Scanning spot axial localization precision & accuracy

To characterize scanning spot axial localization precision and accuracy, we imaged two staggered metal base plates separated by 25.4 mm in depth (Fig. 2c). We measured the depth profiles (Fig. 2d) along two lines in the galvanometer scan direction (blue and black lines in Fig. 2c) of the front and back metal plates. We defined the scanning spot axial localization precision as the SD of the depth localization from multiple laterally displaced locations along the galvanometer scan direction line, and the scanning spot axial localization accuracy as their depth difference (Fig. 2e), to be compared to the ground truth depth difference of 25.4 mm (red line in Fig. 2e). We repeated this measurement at five different axial positions (~4, 10, 16, 22, and 28 cm).
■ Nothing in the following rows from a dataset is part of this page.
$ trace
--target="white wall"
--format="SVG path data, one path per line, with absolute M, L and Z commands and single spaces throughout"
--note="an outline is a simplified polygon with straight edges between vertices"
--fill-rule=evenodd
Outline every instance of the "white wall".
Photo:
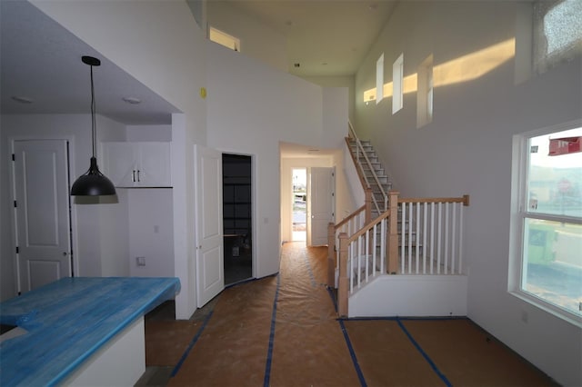
M 354 75 L 337 75 L 337 76 L 302 76 L 306 81 L 312 84 L 319 84 L 322 87 L 347 87 L 348 98 L 348 117 L 354 122 L 354 104 L 355 104 L 355 87 L 356 77 Z
M 376 61 L 404 53 L 405 75 L 430 54 L 435 65 L 516 35 L 514 2 L 400 2 L 356 76 L 356 130 L 371 139 L 406 196 L 471 195 L 465 211 L 468 317 L 564 385 L 582 384 L 582 331 L 507 293 L 512 135 L 582 114 L 580 58 L 514 84 L 514 60 L 483 76 L 436 87 L 434 119 L 416 123 L 416 94 L 392 114 L 391 98 L 367 106 Z M 467 75 L 474 66 L 458 69 Z M 527 322 L 522 313 L 527 313 Z
M 349 317 L 466 316 L 467 276 L 382 275 L 348 303 Z
M 333 90 L 327 95 L 320 86 L 218 45 L 209 43 L 207 53 L 208 146 L 254 157 L 256 275 L 269 275 L 279 270 L 279 142 L 339 148 L 346 129 L 324 129 L 324 121 L 336 120 L 325 117 L 323 108 Z M 337 101 L 345 104 L 336 104 L 326 114 L 346 122 L 347 99 Z
M 208 25 L 240 39 L 240 53 L 287 72 L 285 35 L 226 2 L 207 2 Z
M 91 117 L 87 114 L 34 114 L 0 116 L 2 133 L 0 156 L 8 160 L 14 139 L 66 139 L 70 142 L 70 178 L 75 181 L 89 168 L 91 156 Z M 97 142 L 119 141 L 125 136 L 125 125 L 97 115 Z M 98 160 L 97 160 L 98 163 Z M 2 300 L 16 293 L 15 283 L 15 234 L 11 208 L 11 165 L 2 164 Z M 126 233 L 127 207 L 120 197 L 119 203 L 72 204 L 75 274 L 88 276 L 126 275 L 129 266 L 110 262 L 112 254 L 126 254 L 124 237 Z
M 199 94 L 206 82 L 206 34 L 185 1 L 32 3 L 182 111 L 172 124 L 175 270 L 182 286 L 176 316 L 189 318 L 196 307 L 192 154 L 195 143 L 206 142 Z

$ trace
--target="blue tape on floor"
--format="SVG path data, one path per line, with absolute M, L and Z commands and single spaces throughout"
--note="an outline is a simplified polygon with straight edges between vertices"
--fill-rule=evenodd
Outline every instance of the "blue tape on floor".
M 412 319 L 410 319 L 412 320 Z M 420 354 L 425 358 L 425 360 L 426 362 L 428 362 L 428 364 L 430 364 L 430 366 L 432 367 L 433 371 L 435 371 L 435 372 L 436 373 L 436 375 L 438 375 L 438 377 L 445 382 L 445 384 L 447 387 L 452 387 L 451 382 L 448 381 L 448 379 L 447 379 L 447 376 L 445 376 L 440 370 L 438 370 L 438 367 L 436 367 L 436 364 L 435 364 L 435 362 L 430 359 L 430 357 L 428 357 L 428 355 L 426 354 L 426 352 L 423 351 L 422 347 L 420 346 L 420 344 L 418 344 L 418 342 L 416 342 L 416 341 L 412 337 L 412 334 L 410 334 L 410 332 L 408 332 L 408 330 L 406 329 L 406 327 L 404 326 L 404 324 L 402 323 L 401 319 L 399 318 L 396 318 L 396 321 L 398 322 L 398 326 L 400 326 L 400 328 L 402 329 L 402 331 L 404 331 L 404 332 L 406 334 L 406 336 L 408 336 L 408 340 L 410 340 L 410 342 L 412 342 L 412 344 L 416 347 L 416 349 L 418 350 L 418 352 L 420 352 Z
M 275 342 L 275 322 L 276 320 L 276 302 L 279 298 L 279 284 L 281 275 L 276 276 L 276 290 L 275 291 L 275 300 L 273 301 L 273 314 L 271 315 L 271 333 L 269 334 L 269 348 L 266 352 L 266 365 L 265 366 L 265 382 L 263 385 L 268 387 L 271 379 L 271 363 L 273 362 L 273 344 Z
M 336 295 L 334 294 L 334 291 L 331 287 L 327 286 L 327 293 L 329 293 L 329 297 L 331 297 L 331 301 L 334 303 L 334 308 L 336 309 L 336 313 L 337 313 L 337 302 L 336 301 Z M 342 330 L 342 333 L 344 333 L 344 339 L 346 340 L 346 344 L 347 345 L 347 350 L 349 351 L 349 355 L 352 358 L 352 362 L 354 363 L 354 368 L 356 369 L 356 373 L 357 373 L 357 378 L 360 380 L 360 384 L 362 387 L 366 386 L 366 379 L 364 379 L 364 373 L 360 369 L 360 364 L 357 362 L 357 358 L 356 357 L 356 352 L 354 351 L 354 347 L 352 346 L 352 342 L 349 340 L 349 335 L 347 334 L 347 331 L 346 330 L 346 325 L 344 324 L 344 320 L 347 319 L 337 319 L 337 322 L 339 322 L 339 327 Z
M 347 344 L 347 349 L 349 350 L 349 355 L 352 357 L 352 362 L 354 363 L 354 368 L 356 368 L 357 378 L 360 380 L 360 384 L 362 385 L 362 387 L 366 387 L 367 386 L 367 384 L 366 383 L 366 379 L 364 379 L 364 373 L 362 373 L 360 364 L 357 362 L 356 352 L 354 351 L 354 347 L 352 347 L 352 342 L 350 342 L 349 340 L 349 335 L 347 334 L 347 331 L 346 330 L 346 325 L 344 325 L 344 321 L 338 320 L 338 322 L 339 326 L 342 329 L 342 333 L 344 333 L 344 339 L 346 339 L 346 343 Z
M 190 350 L 194 348 L 194 345 L 196 343 L 196 342 L 200 338 L 200 335 L 202 334 L 202 332 L 204 331 L 204 329 L 206 327 L 206 324 L 208 323 L 210 317 L 212 317 L 212 313 L 214 313 L 214 311 L 210 311 L 210 313 L 208 313 L 208 315 L 205 319 L 204 322 L 202 323 L 202 326 L 198 330 L 198 332 L 194 336 L 194 338 L 192 339 L 192 342 L 190 342 L 190 344 L 188 345 L 188 348 L 186 349 L 186 351 L 182 354 L 182 357 L 178 361 L 178 363 L 176 364 L 176 367 L 174 367 L 174 371 L 172 371 L 172 374 L 170 375 L 170 377 L 173 378 L 174 376 L 176 376 L 176 373 L 178 373 L 178 371 L 180 371 L 180 367 L 182 367 L 182 363 L 184 363 L 184 361 L 186 360 L 186 357 L 188 357 L 188 354 L 190 353 Z

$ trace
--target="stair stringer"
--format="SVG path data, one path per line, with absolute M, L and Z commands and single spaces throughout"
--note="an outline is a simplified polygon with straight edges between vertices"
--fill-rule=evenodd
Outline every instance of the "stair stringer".
M 467 275 L 379 275 L 348 298 L 348 317 L 451 317 L 467 313 Z

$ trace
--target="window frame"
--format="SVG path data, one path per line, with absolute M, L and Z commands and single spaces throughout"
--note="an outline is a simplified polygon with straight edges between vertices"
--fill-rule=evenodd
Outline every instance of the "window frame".
M 512 163 L 512 202 L 509 235 L 509 270 L 507 291 L 510 294 L 546 311 L 574 325 L 582 327 L 582 315 L 561 308 L 522 289 L 524 275 L 524 253 L 526 220 L 539 219 L 552 222 L 567 221 L 568 223 L 582 224 L 582 218 L 556 215 L 527 211 L 527 183 L 529 165 L 529 139 L 540 135 L 582 127 L 582 120 L 575 120 L 513 136 Z
M 547 53 L 547 42 L 545 33 L 545 18 L 555 7 L 567 0 L 537 0 L 534 3 L 532 35 L 533 66 L 537 74 L 543 74 L 560 62 L 573 58 L 582 47 L 582 42 L 574 41 L 558 51 Z
M 384 53 L 376 61 L 376 104 L 384 99 Z
M 404 53 L 392 64 L 392 114 L 404 108 Z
Lateral localization precision

We characterized the lateral localization precision of our system by imaging the same staggered metal plates and quantifying the uncertainty of the edge localization. To measure the horizontal localization precision, we aligned the edge of metal plates perpendicular to the grating/horizontal axis, and obtained the depth map using the same STFT processing method described above, except that for characterization purposes, we oversampled the depth map by having two adjacent STFT windows separated by 10 samples or 0.08 cm−1 in wavenumber. We plotted the resulting edge response function (Fig. 2f) along the horizontal axis (red line in Fig. 2c) and obtained the depth range measurement as the peak of its derivative (Fig. 2g). We repeated this measurement at 250 consecutive lateral positions along the vertical axis. Finally, we fit the peak location profile with a line to remove the residual tilt due to imperfect alignment of metal plates, and calculated the residual standard deviation (Fig. 2h), to arrive at the horizontal localization precision. Using the same approach, we measured the vertical localization precision by imaging the same metal base plates rotated by 90 degrees. We placed the base plates at three different lateral positions(center: ~[0, 0] cm; edge: ~[+10, 0] cm; corner: [+10, +10] cm) and five different axial positions (~4, 10, 16, 22, and 28 cm) to quantify the horizontal and vertical lateral localization precision over the entire 3D imaging space.